Apesar do momento difícil que Portugal atravessa, em declarações aos jornalistas à margem do evento na Livraria Ferin, João Salgueiro recusou que Portugal esteja num impasse.

"Estamos perto de uma época de grande expansão se fizermos o que a Espanha e a Irlanda estão a fazer", disse, acrescentando que há condições para atrair investimento estrangeiro porque esta é "uma boa altura para entrar" em Portugal e porque o país pode ser uma porta de entrada na Europa.

João Salgueiro recusou qualquer comparação com a Grécia, afirmando que o país helénico está neste momento num impasse devido à não execução das reformas acordadas.

Ainda assim, se a Grécia entrar mesmo na bancarrota, "seria mau" porque "os mercados ainda levariam dois a três meses a perceber que Portugal não é a Grécia", considerou.

Ainda na conferência, João Salgueiro fez uma resenha da actual crise financeira e económica para "acabar com alguns erros", como a "versão politicamente correta de que se deve à crise bancária internacional, sobretudo americana", argumentando que na origem desta estiveram políticas públicas erradas.

O economista recordou que a entrada dos bancos dos Estados Unidos no 'subprime' aconteceu depois de as agências de financiamento norte-americanas Fannie Mae e Freddie Mac terem sido chamadas aos Congresso para "pedirem que fossem menos exigente nos critérios para financiar casa, sobretudo à população negra e hispânica".

Salgueiro sublinhou ainda a anulação legislação norte-americana que separava os bancos de investimento dos comerciais e a política da Reserva Federal que praticou taxas de juro demasiado baixas, aumentando o crédito à economia.

"Maior endividamento é um 'doping' financeiro à economia, está-se a encorajar o consumo sem haver produção", disse Salgueiro, adiantando que estas medidas tiveram efeitos nefastos que ajudaram à presente crise.

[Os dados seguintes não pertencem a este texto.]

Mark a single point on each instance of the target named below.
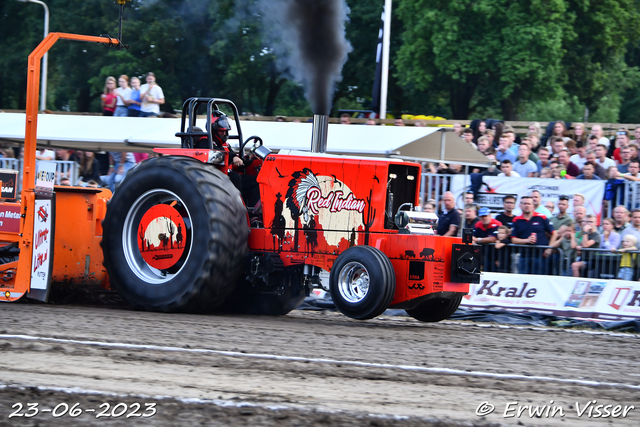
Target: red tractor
(180, 236)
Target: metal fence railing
(588, 263)
(625, 193)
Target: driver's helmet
(220, 127)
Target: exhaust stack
(319, 133)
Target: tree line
(460, 59)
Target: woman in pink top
(109, 97)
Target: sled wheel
(436, 309)
(362, 282)
(174, 236)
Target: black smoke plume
(310, 40)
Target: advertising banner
(41, 245)
(574, 297)
(494, 189)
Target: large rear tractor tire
(362, 282)
(436, 309)
(175, 236)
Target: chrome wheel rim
(132, 254)
(353, 282)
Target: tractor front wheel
(362, 282)
(175, 236)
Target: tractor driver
(220, 134)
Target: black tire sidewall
(161, 174)
(376, 300)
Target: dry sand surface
(306, 368)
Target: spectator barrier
(597, 299)
(492, 191)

Ainda assim, para João Salgueiro os portugueses devem entender a situação presente "não como crise" mas como "mudança de vida". "Não é de sacrifícios que se trata, é de mudar de comportamentos", afirmou.

Para João Salgueiro, se a Europa quer manter a boa qualidade de vida que conseguiu tem de voltar a ser competitiva.

"Quem criou o modelo social europeu foi a vantagem competitiva da Europa permitida pela revolução industrial. As regalias do Estado social foram possíveis porque a Europa tinha competitividade", considerou João Salgueiro.